Majority Element
Imports
With the exception of the defaultdict, everything imported is for testing.
# python standard library
from collections import defaultdict
from datetime import (
datetime,
timedelta,
)
import random
# pypi
from expects import (
equal,
expect,
)
import numpy
The Majority Element Problem
Check whether a sequence contains an element that appears more than half of the time. Note that the problem doesn't ask if one of the elements appears more than all the other elements, but rather whether it appears more than half the time (it isn't a simple majority).
Input | A sequence of n integers |
Output | 1 if there is a majority element, 0 otherwise. |
Constraints | \(1 \le n \le 10^5; 0 \le a_i \le 10^9\) for all \(1 \le i \le n\) |
Constants
class Constraints:
min_length = 1
max_length = 10**5
min_value = 1
max_value = 10**9
max_time = timedelta(seconds=5)
class Outcome:
has_majority = 1
no_majority = 0
Samples
These are values to test against. The initial cases are for the naive-implementation and the last two are for an implementation that is more efficient.
class TestKeys:
votes = 'input'
expected = 'output'
SAMPLES = dict(
one={
TestKeys.votes: [2, 3, 9, 2, 2],
TestKeys.expected: 1,
},
two={
TestKeys.votes: [1, 2, 3, 1],
TestKeys.expected: 0,
},
three={
TestKeys.votes: [random.randint(1, Constraints.max_value),],
TestKeys.expected: 1,
}
)
vote = random.randint(1, Constraints.max_value)
SAMPLES["four"] = {
TestKeys.votes: [vote, vote],
TestKeys.expected: 1,
}
SAMPLES["five"] = {
TestKeys.votes: [vote, vote + 1],
TestKeys.expected: 0,
}
Now we're going to add two cases that have the maximum allowed number of values to make sure our solution can finish in a reasonable time.

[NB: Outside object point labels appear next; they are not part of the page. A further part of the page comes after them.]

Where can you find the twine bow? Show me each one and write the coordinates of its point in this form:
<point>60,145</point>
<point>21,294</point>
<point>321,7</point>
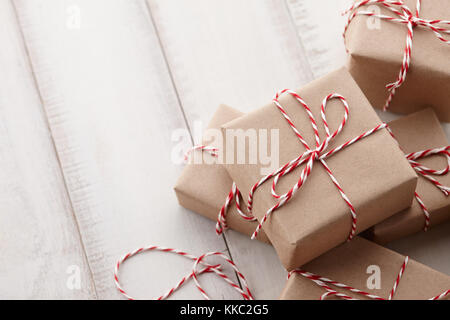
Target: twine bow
<point>428,174</point>
<point>309,157</point>
<point>326,284</point>
<point>403,15</point>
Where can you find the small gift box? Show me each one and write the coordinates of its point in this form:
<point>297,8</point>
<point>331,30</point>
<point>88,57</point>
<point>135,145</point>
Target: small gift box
<point>399,54</point>
<point>362,269</point>
<point>340,170</point>
<point>204,187</point>
<point>420,134</point>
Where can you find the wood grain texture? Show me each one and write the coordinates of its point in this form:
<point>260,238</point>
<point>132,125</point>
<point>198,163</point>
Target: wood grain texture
<point>112,111</point>
<point>239,53</point>
<point>39,239</point>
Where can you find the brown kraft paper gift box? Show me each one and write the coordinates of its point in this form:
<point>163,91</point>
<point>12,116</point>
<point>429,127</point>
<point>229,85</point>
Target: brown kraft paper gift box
<point>203,188</point>
<point>373,172</point>
<point>354,262</point>
<point>376,55</point>
<point>417,132</point>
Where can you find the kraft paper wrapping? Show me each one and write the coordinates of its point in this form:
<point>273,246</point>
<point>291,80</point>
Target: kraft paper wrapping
<point>418,132</point>
<point>376,55</point>
<point>373,173</point>
<point>349,263</point>
<point>203,188</point>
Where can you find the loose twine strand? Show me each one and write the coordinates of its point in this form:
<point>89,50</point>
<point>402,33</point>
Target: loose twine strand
<point>404,15</point>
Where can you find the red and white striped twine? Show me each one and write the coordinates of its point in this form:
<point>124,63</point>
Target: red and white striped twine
<point>234,194</point>
<point>427,173</point>
<point>206,268</point>
<point>326,284</point>
<point>404,15</point>
<point>309,157</point>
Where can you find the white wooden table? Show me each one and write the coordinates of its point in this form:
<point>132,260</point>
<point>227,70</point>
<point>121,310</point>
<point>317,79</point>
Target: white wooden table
<point>90,93</point>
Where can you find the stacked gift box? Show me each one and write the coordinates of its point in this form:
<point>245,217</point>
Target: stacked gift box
<point>341,171</point>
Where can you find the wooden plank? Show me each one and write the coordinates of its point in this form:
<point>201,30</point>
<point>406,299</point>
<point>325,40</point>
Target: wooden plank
<point>239,53</point>
<point>42,255</point>
<point>112,111</point>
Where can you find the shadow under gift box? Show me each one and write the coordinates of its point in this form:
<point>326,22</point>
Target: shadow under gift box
<point>376,55</point>
<point>417,132</point>
<point>349,263</point>
<point>373,172</point>
<point>203,187</point>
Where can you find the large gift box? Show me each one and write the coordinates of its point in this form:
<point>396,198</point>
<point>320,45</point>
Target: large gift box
<point>415,133</point>
<point>375,179</point>
<point>383,51</point>
<point>203,187</point>
<point>362,269</point>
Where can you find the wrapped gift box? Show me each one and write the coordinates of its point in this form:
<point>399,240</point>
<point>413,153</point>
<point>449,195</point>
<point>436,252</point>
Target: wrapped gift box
<point>418,132</point>
<point>366,266</point>
<point>203,187</point>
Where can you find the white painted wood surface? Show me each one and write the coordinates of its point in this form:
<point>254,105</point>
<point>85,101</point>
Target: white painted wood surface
<point>90,97</point>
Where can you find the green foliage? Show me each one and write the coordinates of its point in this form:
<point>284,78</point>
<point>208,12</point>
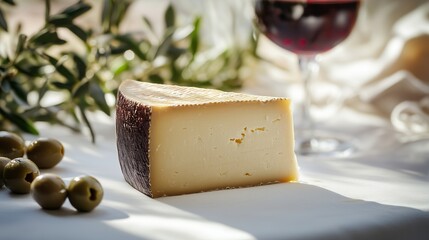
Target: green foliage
<point>84,79</point>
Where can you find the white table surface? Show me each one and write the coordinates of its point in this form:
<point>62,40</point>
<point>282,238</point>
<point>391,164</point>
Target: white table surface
<point>380,195</point>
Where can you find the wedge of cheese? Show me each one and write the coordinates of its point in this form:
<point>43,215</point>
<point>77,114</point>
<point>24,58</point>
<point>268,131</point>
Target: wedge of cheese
<point>175,140</point>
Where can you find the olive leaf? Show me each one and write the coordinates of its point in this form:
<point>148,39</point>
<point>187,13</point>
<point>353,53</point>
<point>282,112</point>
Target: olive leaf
<point>3,22</point>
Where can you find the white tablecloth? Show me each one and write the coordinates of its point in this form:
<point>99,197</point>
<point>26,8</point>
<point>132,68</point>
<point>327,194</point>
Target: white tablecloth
<point>381,194</point>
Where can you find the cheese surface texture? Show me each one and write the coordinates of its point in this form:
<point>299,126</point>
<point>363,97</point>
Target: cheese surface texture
<point>175,140</point>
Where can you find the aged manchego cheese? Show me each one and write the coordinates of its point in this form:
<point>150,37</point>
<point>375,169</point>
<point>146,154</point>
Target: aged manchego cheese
<point>175,140</point>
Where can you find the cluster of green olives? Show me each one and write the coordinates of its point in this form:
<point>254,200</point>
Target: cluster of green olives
<point>50,192</point>
<point>22,175</point>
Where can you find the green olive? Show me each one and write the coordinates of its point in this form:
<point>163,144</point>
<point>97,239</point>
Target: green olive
<point>19,173</point>
<point>45,152</point>
<point>85,193</point>
<point>49,191</point>
<point>11,145</point>
<point>3,162</point>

half = Constraints.max_length//2
left_size = half + 10
right_size = half - 10
left = numpy.ones(left_size) * random.randrange(Constraints.max_value)
right = numpy.random.randint(Constraints.min_value,
Constraints.max_value + 1,
right_size)
three = numpy.concatenate((left, right))
SAMPLES["six"] = {
TestKeys.votes: three,
TestKeys.expected: 1,
}
This next case isn't necessarily guaranteed to be true (numpy might generate an array with one element that is in the majority), but I think that the chance of it failing is pretty close to zero.
SAMPLES["seven"] = {
TestKeys.votes: numpy.random.randint(Constraints.min_value,
Constraints.max_value + 1,
Constraints.max_length),
TestKeys.expected: 0,
}
The Naive Solution
This is a translation of the pseudocode given with the problem. It has a runtime of \(O(n^2)\)

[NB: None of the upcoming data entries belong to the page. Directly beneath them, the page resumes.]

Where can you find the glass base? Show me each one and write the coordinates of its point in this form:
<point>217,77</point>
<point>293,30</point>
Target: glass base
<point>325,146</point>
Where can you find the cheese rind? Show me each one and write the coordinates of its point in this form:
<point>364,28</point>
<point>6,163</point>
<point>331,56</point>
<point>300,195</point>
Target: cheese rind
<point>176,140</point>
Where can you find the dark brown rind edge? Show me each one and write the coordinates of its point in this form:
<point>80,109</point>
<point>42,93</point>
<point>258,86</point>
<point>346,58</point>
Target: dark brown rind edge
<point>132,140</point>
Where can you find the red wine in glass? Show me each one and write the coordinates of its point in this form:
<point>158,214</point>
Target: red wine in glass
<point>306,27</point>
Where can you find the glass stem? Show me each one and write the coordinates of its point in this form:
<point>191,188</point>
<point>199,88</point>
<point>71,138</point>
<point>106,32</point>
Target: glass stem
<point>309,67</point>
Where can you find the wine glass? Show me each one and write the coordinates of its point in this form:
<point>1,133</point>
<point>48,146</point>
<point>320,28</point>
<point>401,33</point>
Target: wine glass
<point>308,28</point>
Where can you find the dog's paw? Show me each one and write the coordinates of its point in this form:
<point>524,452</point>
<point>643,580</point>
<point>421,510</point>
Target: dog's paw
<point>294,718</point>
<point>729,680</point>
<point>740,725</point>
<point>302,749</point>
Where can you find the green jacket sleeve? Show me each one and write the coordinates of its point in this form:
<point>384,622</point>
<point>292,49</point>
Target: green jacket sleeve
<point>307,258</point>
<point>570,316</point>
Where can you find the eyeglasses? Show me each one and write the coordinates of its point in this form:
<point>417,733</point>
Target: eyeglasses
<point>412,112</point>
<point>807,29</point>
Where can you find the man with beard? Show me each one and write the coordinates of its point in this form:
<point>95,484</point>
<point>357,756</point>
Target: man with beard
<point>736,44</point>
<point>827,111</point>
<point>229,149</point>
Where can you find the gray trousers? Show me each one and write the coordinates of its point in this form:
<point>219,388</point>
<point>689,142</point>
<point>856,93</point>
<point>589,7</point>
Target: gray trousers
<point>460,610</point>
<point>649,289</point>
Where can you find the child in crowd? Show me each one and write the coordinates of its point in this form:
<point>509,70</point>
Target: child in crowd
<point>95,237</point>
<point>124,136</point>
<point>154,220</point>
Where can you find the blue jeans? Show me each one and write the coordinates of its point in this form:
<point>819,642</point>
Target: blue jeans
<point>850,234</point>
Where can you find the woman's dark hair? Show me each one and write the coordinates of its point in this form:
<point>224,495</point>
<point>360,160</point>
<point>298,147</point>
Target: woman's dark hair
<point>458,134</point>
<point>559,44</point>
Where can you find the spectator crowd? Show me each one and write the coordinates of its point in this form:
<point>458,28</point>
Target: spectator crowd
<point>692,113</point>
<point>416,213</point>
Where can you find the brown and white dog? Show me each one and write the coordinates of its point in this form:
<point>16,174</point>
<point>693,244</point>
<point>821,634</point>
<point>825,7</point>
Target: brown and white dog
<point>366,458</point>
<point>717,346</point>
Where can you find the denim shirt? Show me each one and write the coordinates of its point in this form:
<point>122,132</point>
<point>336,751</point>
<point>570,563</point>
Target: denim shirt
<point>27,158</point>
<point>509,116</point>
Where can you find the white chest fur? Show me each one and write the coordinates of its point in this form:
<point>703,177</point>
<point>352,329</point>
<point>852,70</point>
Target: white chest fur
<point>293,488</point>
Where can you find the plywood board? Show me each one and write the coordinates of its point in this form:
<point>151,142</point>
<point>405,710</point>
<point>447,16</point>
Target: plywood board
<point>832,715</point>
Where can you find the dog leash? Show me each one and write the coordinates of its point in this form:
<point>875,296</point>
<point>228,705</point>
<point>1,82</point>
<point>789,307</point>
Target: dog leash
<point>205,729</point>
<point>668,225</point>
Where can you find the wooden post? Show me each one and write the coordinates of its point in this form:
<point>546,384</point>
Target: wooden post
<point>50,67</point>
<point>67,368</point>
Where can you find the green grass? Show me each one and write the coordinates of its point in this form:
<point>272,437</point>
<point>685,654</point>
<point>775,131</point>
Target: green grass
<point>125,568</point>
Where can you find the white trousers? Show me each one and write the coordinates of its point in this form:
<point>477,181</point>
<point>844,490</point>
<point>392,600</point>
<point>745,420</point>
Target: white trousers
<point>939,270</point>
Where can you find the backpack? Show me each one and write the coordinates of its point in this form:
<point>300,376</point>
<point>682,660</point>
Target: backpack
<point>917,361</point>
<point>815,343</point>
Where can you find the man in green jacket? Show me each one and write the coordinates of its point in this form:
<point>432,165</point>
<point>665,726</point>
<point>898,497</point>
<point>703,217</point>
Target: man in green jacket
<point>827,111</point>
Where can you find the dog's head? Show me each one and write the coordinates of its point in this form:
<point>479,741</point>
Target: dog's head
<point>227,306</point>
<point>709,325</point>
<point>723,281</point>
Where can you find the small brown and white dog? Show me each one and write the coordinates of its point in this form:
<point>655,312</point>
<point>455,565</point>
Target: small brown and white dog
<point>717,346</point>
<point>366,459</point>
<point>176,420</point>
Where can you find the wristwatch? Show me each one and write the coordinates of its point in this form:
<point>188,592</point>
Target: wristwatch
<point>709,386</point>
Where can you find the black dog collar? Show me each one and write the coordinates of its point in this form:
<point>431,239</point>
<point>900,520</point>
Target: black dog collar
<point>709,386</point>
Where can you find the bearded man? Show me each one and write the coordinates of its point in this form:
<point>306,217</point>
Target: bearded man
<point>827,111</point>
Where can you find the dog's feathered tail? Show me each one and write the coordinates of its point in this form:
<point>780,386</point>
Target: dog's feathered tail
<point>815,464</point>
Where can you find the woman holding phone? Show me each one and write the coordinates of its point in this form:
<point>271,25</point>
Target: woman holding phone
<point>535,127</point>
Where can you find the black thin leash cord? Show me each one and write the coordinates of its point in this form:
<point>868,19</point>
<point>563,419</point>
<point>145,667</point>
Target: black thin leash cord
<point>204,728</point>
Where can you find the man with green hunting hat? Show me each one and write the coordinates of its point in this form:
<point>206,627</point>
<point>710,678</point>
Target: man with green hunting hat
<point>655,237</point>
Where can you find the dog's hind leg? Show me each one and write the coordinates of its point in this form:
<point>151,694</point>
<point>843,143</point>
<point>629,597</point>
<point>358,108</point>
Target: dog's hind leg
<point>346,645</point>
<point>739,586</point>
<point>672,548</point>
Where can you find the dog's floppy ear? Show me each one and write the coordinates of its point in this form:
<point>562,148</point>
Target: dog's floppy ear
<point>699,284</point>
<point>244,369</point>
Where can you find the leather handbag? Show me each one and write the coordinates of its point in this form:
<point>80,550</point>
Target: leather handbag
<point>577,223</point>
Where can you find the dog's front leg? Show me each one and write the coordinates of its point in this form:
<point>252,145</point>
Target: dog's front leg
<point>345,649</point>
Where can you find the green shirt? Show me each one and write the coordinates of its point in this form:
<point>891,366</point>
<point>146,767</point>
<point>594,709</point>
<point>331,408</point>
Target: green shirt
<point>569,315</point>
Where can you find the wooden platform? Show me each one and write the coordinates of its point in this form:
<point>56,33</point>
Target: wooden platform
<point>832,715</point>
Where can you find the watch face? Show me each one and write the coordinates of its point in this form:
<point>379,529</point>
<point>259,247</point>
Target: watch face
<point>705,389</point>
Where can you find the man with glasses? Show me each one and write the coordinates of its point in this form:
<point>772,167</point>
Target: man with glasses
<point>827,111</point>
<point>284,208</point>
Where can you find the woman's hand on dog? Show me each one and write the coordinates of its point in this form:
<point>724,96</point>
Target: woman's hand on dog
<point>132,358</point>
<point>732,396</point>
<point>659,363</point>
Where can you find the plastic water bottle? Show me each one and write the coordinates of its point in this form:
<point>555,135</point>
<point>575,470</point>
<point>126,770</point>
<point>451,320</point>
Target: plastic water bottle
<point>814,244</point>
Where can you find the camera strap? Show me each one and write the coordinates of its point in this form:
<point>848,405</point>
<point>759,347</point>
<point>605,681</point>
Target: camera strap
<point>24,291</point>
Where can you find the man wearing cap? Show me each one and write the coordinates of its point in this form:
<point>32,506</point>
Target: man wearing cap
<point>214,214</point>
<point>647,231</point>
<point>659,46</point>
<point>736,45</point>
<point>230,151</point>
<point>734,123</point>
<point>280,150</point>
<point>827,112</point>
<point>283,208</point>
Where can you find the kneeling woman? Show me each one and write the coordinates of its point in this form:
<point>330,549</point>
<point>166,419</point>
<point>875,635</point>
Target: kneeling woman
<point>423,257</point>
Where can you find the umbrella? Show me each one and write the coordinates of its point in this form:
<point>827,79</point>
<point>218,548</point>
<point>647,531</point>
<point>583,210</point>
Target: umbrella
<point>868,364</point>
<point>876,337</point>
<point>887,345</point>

def naive_majority(voters):
"""Decides if there is a majority element
Args:
voters: list of elements to check
Returns:
int: 1 if there is a majority element, 0 otherwise
"""
half = len(voters)//2
for index, voter in enumerate(voters):
count = 0
for other_voter in voters:
if voter == other_voter:
count += 1
if count > half:
return Outcome.has_majority
return Outcome.no_majority
Now we can test if it is correct.
for sample in "one two three four five".split():
values = SAMPLES[sample]
actual = naive_majority(values[TestKeys.votes])
expected = values[TestKeys.expected]
print("{} actual: {} expected: {}".format(sample,
actual,
expected))
expect(actual).to(equal(expected))
Although it looks correct the grader says it times out.
Failed case #11/21: time limit exceeded (Time used: 9.98/5.00, memory used: 21266432/536870912.)
Iterative Version
Although this is the divide-and conquer section, the more intuitive way for me is to just count and sort the items to see if the item with the most votes is the majority. The counting of the votes is \(O(n)\) and the sort adds \(O(n \log n)\).
def iterative_majority(votes):
"""Decides if there is a majority among the votes
Args:
votes (list): collection to check
Returns:
int: 1 if there is a majority, 0 otherwise
"""
half = len(votes)//2
counts = defaultdict(lambda: 0)
for vote in votes:
counts[vote] += 1
sorted_counts = sorted((count for count in counts.values()), reverse=True)
return (Outcome.has_majority if sorted_counts[0] > half
else Outcome.no_majority)
def test_implementation(implementation):
"""runs the implementation against the samples
Args:
implementation: callable to test
Raises:
AssertionError: answer wasn't the expected
"""
for sample, values in SAMPLES.items():
start = datetime.now()
actual = implementation(values[TestKeys.votes])
expected = values[TestKeys.expected]
elapsed = datetime.now() - start
print("({}) elapsed: {} actual: {} expected: {}".format(
sample,
elapsed,
actual,
expected))
expect(actual).to(equal(expected))
assert elapsed < Constraints.max_time
test_implementation(iterative_majority)
This version passes the grader.
Good job! (Max time used: 0.14/5.00, max memory used: 22638592/536870912.)
Iterative Two
We can get rid of the sort since only have to check the count. This reduces the runtime to \(O(n)\), although since the for-loop is now pure python it might not actually speed things up much.
def iterative_majority_two(votes):
"""Decides if there is a majority among the votes
Args:
votes (list): collection to check
Returns:
int: 1 if there is a majority, 0 otherwise
"""
half = len(votes)//2
counts = defaultdict(lambda: 0)
for vote in votes:
counts[vote] += 1
for count in counts.values():
if count > half:
return Outcome.has_majority
return Outcome.no_majority
test_implementation(iterative_majority_two)
This one also passes the grader.
Good job! (Max time used: 0.14/5.00, max memory used: 22626304/536870912.)
It took exactly the same amount of time in the grader (although that might be because the time difference is less than their rounding), but used up a little less memory.